The ASPCA is on the ground in Freeport, Florida assisting authorities with evidence collection and the rescue of seven canine victims from a property where animals were allegedly housed and fought.
ASPCA responders discovered the dogs tethered to heavy chains at the scene, and many exhibited scars and wounds consistent with fighting. Drugs and dog fighting paraphernalia were also discovered on the property. We are providing the dogs with emergency medical treatment and behavioral enrichment, and they are being kept safe at an undisclosed location.
When we rescue dogs from lives of fighting, we eagerly await the day that we’ll be able to share stories of their new lives as beloved pets. One such dog is Lucy, a sweet pup who was one of 367 dogs we rescued from a multi-state dog fighting ring in 2013. On the dog fighting property in Alabama, Lucy had been left to suffer in extreme heat with no visible fresh water or food. After her rescue, she received veterinary care and behavioral enrichment from the ASPCA and was later transferred Bully Project, a local rescue group in New York City. She was ready to find her perfect forever family, and a few months later, Peter and Anthony stepped in to fill that role.

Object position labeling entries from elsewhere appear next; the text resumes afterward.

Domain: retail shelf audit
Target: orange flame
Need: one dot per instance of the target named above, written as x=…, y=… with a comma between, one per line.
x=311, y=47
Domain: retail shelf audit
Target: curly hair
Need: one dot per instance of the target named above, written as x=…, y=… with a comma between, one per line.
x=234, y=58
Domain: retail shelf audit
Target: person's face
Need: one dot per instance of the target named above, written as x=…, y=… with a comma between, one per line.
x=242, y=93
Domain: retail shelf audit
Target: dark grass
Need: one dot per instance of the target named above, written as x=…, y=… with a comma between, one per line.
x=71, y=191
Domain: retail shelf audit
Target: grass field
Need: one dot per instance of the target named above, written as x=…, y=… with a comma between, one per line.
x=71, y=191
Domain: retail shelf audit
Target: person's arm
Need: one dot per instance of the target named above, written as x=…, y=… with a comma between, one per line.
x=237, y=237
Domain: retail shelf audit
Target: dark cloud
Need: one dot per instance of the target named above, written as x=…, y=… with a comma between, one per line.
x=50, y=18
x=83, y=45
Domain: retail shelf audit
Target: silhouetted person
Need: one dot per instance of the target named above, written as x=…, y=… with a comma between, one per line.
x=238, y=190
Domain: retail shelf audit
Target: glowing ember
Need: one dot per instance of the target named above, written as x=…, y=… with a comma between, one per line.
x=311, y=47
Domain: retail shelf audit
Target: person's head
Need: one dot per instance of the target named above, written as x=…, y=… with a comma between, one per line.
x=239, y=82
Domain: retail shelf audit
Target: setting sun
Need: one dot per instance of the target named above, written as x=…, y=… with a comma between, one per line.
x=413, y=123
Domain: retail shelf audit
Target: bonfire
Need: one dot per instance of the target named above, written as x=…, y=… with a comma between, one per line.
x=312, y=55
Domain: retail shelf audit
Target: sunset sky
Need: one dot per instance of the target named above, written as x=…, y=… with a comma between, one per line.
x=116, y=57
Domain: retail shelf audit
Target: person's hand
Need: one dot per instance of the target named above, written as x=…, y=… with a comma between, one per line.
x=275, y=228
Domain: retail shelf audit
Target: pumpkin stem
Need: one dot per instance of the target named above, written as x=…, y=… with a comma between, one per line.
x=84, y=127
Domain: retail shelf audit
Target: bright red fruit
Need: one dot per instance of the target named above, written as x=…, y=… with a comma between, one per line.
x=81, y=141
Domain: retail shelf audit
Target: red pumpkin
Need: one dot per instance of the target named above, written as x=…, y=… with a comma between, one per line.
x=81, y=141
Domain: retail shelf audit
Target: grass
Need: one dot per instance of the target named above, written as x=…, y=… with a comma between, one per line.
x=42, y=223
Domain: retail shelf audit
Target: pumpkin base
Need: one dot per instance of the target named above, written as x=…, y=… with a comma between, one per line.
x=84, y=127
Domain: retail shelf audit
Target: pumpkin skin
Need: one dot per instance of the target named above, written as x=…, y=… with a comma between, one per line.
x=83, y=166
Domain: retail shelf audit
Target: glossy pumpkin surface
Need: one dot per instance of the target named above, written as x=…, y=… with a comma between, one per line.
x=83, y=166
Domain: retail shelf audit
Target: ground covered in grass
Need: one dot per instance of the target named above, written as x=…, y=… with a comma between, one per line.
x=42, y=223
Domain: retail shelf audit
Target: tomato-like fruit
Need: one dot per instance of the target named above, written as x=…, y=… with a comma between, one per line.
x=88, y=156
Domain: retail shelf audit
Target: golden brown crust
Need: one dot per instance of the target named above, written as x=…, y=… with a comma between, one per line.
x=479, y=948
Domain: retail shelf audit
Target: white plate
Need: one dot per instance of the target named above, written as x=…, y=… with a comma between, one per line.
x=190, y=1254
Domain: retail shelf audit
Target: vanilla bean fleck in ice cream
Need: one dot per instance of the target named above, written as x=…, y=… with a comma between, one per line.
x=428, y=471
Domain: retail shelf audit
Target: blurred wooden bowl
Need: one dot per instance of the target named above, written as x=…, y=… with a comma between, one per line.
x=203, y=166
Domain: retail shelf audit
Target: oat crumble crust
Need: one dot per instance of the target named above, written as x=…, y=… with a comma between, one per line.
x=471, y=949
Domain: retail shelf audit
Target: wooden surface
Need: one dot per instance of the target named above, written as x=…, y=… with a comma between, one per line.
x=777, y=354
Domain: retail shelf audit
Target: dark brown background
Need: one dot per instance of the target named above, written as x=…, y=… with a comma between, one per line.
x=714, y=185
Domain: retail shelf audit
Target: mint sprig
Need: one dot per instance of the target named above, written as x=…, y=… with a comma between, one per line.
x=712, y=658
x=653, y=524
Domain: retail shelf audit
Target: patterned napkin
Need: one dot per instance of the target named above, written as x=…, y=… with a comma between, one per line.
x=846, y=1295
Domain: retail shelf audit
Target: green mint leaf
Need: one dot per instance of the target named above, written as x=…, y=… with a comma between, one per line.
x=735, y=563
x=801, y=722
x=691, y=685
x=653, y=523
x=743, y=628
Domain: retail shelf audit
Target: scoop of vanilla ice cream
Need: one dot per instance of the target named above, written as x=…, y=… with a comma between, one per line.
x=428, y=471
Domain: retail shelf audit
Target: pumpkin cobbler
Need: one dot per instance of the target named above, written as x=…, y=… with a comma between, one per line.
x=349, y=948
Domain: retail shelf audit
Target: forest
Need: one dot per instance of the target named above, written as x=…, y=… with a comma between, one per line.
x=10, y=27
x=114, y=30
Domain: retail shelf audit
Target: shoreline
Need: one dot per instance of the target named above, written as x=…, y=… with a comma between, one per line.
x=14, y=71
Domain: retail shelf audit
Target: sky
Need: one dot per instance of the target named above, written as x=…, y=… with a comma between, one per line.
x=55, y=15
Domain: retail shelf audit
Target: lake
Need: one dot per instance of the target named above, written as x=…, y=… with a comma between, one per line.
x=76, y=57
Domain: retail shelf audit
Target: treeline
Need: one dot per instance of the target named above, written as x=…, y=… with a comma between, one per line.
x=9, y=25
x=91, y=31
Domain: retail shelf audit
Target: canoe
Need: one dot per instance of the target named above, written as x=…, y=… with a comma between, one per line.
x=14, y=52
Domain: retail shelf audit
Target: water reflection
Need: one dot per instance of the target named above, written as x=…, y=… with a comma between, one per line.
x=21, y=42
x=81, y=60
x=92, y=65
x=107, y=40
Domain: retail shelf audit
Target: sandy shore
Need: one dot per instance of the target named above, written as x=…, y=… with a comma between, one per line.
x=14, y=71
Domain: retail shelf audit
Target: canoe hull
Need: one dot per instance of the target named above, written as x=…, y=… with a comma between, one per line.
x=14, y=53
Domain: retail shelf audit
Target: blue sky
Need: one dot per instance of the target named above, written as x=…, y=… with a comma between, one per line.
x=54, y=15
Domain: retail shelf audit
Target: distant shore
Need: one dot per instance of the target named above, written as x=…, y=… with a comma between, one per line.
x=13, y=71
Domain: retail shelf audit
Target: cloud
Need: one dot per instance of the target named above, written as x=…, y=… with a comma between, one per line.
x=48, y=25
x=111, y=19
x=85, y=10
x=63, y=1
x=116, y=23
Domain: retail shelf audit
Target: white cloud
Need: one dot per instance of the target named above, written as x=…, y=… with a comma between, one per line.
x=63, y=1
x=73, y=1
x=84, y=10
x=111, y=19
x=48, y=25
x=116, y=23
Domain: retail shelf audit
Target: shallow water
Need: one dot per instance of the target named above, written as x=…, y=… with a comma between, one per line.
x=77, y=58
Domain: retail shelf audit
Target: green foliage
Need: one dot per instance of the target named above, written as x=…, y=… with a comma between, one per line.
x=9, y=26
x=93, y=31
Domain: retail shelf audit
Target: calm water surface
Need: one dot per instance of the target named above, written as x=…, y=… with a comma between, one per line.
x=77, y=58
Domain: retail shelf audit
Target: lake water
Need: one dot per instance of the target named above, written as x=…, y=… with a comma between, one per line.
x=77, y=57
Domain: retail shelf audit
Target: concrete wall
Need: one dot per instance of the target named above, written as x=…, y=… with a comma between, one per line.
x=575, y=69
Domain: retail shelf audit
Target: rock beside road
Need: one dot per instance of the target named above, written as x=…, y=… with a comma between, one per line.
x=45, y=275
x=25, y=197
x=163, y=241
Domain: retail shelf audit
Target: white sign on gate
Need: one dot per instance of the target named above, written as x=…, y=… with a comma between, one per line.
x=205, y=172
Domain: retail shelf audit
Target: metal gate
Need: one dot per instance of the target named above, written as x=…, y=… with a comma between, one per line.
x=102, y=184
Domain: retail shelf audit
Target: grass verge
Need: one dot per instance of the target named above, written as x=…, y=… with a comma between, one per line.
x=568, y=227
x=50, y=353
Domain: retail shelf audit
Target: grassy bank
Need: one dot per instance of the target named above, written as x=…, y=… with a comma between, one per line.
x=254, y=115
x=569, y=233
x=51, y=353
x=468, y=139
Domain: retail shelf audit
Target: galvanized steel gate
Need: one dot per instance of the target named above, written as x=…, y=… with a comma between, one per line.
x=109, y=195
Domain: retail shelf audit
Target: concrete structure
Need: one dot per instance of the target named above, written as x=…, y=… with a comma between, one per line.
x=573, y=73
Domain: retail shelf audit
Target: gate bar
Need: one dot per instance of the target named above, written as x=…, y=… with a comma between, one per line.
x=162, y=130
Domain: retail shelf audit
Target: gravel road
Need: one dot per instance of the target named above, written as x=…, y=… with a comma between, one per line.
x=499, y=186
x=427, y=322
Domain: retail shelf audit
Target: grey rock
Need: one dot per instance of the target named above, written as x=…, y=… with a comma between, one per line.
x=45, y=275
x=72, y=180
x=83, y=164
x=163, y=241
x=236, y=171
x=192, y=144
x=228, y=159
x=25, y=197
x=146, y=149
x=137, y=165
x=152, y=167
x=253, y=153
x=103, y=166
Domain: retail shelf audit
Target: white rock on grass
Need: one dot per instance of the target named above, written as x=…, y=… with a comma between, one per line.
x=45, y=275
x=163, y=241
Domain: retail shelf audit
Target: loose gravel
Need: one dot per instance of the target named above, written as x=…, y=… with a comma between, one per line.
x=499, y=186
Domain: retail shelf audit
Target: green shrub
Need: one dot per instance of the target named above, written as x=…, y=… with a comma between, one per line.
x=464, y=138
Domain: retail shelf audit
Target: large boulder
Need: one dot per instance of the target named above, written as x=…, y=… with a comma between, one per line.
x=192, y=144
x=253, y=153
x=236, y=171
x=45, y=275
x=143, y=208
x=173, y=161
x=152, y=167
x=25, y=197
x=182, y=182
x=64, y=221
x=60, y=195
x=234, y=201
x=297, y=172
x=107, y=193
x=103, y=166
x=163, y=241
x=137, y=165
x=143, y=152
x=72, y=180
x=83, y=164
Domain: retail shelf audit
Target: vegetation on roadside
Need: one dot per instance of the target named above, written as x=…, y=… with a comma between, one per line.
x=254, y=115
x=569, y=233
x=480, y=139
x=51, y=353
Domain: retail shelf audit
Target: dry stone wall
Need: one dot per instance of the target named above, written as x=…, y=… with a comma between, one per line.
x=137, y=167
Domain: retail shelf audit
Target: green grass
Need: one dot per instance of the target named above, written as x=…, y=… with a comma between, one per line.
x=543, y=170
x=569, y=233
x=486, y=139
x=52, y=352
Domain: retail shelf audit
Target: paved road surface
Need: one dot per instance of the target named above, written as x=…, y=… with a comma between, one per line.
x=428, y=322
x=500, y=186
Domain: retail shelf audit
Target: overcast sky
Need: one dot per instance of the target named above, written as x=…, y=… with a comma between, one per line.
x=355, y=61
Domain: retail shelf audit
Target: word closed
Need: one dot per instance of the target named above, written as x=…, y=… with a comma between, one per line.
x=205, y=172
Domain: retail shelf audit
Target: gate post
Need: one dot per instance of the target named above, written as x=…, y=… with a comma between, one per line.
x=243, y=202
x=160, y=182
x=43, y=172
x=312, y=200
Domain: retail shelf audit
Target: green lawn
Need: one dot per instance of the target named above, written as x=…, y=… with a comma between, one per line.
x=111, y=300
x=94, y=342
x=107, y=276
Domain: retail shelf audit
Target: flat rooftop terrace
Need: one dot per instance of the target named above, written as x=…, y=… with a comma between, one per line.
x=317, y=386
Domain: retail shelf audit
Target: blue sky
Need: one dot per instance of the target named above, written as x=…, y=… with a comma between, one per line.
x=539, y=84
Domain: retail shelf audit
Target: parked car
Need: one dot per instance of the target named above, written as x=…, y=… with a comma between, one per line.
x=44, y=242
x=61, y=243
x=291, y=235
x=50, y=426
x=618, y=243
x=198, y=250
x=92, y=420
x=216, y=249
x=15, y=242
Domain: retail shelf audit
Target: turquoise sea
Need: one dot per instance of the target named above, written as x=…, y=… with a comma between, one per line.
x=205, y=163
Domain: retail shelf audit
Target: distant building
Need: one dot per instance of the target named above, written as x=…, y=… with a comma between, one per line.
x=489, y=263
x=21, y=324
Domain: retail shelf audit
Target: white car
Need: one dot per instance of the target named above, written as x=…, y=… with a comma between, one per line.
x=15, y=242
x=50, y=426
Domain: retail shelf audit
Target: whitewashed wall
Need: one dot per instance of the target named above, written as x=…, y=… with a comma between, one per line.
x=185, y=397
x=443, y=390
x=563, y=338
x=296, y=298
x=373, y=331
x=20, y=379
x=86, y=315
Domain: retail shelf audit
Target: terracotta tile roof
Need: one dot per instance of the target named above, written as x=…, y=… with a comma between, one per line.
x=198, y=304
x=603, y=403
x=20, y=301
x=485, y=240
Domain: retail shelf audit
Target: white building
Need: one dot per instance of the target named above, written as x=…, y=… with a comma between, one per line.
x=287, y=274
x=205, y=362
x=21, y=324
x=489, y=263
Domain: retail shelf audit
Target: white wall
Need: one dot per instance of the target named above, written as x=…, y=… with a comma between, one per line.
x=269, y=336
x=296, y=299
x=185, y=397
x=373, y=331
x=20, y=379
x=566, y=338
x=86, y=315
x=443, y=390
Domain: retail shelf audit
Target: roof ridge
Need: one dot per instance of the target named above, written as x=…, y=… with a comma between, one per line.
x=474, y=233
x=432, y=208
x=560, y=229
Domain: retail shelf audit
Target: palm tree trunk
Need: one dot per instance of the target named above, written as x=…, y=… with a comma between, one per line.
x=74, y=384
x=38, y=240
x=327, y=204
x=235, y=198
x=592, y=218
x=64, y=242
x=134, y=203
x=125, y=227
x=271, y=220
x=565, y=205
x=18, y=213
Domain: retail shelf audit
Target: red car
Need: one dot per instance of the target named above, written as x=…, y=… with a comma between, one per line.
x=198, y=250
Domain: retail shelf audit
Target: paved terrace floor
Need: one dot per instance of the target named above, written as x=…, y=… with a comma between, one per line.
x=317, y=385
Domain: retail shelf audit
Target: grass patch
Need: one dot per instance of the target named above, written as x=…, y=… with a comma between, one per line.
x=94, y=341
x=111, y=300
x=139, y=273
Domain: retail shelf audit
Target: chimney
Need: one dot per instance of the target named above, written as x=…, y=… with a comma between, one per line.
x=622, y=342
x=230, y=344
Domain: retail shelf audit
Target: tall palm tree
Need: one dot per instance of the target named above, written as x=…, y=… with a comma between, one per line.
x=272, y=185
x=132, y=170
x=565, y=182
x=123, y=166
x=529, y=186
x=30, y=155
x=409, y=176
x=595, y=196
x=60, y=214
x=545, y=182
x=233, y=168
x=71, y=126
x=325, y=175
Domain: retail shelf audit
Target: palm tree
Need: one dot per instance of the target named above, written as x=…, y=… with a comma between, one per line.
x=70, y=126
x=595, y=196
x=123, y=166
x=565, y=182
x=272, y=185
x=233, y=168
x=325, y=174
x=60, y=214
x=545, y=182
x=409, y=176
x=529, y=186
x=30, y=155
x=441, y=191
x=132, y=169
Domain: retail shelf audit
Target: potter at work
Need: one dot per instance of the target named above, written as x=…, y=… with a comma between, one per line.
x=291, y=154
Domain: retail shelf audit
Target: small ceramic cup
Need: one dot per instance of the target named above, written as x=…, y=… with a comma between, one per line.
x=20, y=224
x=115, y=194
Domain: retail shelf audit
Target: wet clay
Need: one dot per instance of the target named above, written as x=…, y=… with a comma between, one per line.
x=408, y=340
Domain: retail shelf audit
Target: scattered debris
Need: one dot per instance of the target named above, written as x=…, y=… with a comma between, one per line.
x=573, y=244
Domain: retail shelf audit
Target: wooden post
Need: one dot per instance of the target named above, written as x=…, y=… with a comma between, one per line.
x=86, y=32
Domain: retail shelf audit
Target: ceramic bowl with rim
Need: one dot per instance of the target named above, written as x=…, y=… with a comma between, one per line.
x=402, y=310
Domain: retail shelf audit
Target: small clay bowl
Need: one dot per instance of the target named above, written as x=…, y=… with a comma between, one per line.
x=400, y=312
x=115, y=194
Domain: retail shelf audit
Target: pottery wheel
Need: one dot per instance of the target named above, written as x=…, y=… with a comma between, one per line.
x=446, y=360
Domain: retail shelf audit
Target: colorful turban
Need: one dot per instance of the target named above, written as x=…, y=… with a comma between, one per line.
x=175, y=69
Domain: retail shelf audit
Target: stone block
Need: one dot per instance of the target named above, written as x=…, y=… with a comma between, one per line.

“Anthony and I had been looking to adopt a dog for three years, but constantly found ourselves in a state of transition that made owning a dog difficult,” says Peter. After settling in Harlem, New York, the couple began to browse adoptable pets at New York City shelters and rescue groups. Their landlord introduced them to Bully Project in April.
“When we were shown a picture of Lucy, it was love at first sight,” says Peter. “We met her the next day and decided there and then to adopt her. Five days later we adopted her into her forever home.”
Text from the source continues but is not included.